OK. Let’s put your dilemma out there for readers to decide. Readers, True to Her Word promised her boyfriend that she would stop smoking. She even set a date she would smoke her last cigarette. That date came and went several months ago, and True to Her Word is still smoking. Her boyfriend is allergic to tobacco smoke, AND he does not like the hang-around odor of smoke on her breath and clothing. He now is accusing True to Her Word of being a liar, saying she had no intention of quitting, and cares nothing for his health, or his preferences, and cares even less about her own health. He is ready to abandon the relationship.
What say you, dear reader?
Dr. Joan says that Boyfriend is right. If you say you are “true to your word,” then you must do what you say you are going to do. There’s no wiggling out of it. But before we launch into how you can rectify this situation and keep your boyfriend, let’s back up and explore a couple of basic assumptions:
Assumption 1: I am going to assume that you call yourself by the moniker “True to Her Word” because you see yourself as being true to your word. Also, perhaps, you are known by others as being true to your word. If these are correct assumptions, what happened with your promise to stop smoking? Why did you abandon your habit of being true to your word? These questions lead to Assumption 2.
Assumption 2: I will assume that you tried to stop smoking, found it difficult, and gave up.

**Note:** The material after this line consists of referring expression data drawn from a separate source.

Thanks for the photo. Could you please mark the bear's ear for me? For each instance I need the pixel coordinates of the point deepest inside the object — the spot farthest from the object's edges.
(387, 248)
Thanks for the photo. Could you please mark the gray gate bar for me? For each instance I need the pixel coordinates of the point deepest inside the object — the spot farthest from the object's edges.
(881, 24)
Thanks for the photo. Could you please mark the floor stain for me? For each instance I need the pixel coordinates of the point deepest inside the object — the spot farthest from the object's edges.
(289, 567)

If my assumptions are correct, then there is good news for you. You CAN repair your relationship with your boyfriend AND you CAN attack your smoking habit. Here are four basic hints to try:
HINT 1: APOLOGIZE IMMEDIATELY: Ask your boyfriend to forgive you for taking little note of his health needs and preferences. Assure him that you respect his request and you wish to accommodate him, as well as improve your own health options. Make clear you had every intention of keeping your promise to quit smoking. You realize you failed, but you now wish to craft a new plan which will lead to success.

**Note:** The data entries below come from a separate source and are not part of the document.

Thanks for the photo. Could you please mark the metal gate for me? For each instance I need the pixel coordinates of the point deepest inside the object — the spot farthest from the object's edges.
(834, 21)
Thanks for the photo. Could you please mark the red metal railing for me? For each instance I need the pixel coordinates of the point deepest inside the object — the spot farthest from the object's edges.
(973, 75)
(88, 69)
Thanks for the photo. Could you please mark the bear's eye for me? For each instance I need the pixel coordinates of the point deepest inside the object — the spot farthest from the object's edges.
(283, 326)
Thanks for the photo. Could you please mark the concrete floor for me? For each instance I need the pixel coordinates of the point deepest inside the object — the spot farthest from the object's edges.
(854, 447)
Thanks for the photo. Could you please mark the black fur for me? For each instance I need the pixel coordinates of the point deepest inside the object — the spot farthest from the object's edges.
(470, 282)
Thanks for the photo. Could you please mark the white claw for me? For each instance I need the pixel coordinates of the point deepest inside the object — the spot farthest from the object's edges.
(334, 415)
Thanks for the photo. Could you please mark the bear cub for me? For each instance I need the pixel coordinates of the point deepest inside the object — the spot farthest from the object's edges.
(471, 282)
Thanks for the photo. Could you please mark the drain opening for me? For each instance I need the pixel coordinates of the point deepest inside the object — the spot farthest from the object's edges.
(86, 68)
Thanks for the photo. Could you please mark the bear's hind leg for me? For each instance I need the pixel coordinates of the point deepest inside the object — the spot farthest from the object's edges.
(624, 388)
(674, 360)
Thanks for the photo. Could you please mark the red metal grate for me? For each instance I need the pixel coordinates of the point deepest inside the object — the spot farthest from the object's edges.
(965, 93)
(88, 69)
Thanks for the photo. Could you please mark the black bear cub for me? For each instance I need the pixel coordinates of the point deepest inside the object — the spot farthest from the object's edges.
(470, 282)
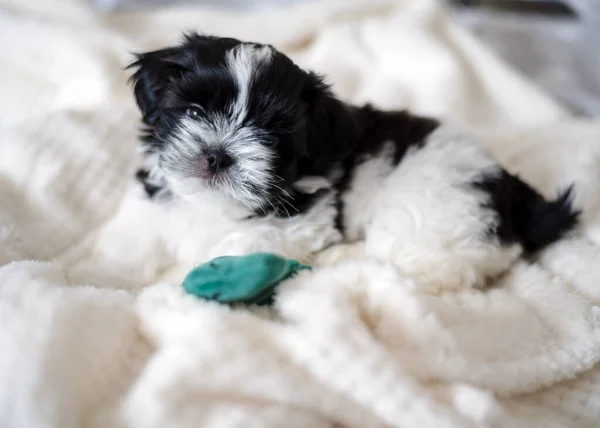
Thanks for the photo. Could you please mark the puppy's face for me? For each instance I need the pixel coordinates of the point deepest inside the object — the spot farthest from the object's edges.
(236, 118)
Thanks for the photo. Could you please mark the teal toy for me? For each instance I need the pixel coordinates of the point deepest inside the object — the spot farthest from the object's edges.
(247, 279)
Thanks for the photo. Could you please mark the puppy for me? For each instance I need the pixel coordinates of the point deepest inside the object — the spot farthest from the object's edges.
(263, 156)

HINT 2: ENLIST HELP: You may need help to design a new plan. I am not a professional, but my suggestions are:
a) Invite your boyfriend to help you. He believes in you.
b) Set forth a schedule for gradual cessation of smoking.

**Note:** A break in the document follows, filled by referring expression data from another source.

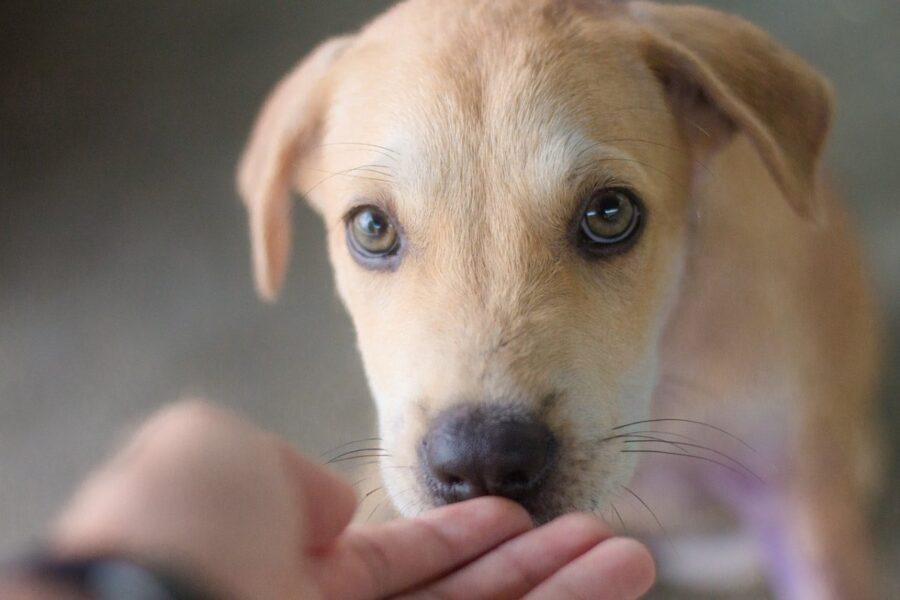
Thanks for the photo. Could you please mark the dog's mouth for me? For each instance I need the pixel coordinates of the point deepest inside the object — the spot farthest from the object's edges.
(480, 450)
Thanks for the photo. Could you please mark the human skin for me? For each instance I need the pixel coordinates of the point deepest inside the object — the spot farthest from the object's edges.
(208, 495)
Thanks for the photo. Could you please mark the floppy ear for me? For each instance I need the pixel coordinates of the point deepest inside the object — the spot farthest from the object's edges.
(284, 131)
(723, 74)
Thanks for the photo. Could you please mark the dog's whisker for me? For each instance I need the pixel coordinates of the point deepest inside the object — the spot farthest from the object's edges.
(619, 517)
(690, 122)
(645, 165)
(354, 466)
(385, 177)
(606, 141)
(669, 433)
(348, 444)
(366, 496)
(360, 457)
(364, 479)
(649, 510)
(689, 421)
(353, 452)
(361, 144)
(698, 457)
(682, 445)
(337, 174)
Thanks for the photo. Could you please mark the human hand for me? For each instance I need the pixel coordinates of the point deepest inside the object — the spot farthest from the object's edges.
(240, 512)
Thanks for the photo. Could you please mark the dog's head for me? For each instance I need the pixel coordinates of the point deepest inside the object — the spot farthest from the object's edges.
(506, 186)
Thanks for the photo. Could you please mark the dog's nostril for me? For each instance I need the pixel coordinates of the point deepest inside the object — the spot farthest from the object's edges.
(478, 451)
(517, 478)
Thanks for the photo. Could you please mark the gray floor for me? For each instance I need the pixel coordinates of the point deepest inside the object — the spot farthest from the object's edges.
(124, 276)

c) Establish rewards at the end of each interval.
d) Research ideas on the internet.
e) Seek professional help if you can afford it.
HINT 3: PRAISE YOURSELF: As you stick with your plan and complete each stage, rewarding yourself as you go, give yourself copious praise. With each accomplishment you are proving that you are indeed true to your word. You are developing your own strong character AND you are building trust with your boyfriend.
HINT 4: BE GRATEFUL: Give liberal thanks to all who help you, especially your boyfriend.
Good luck, dear, and please keep me posted on your progress.
Dr. Joan’s Harmony Key: Do what you say you are going to do.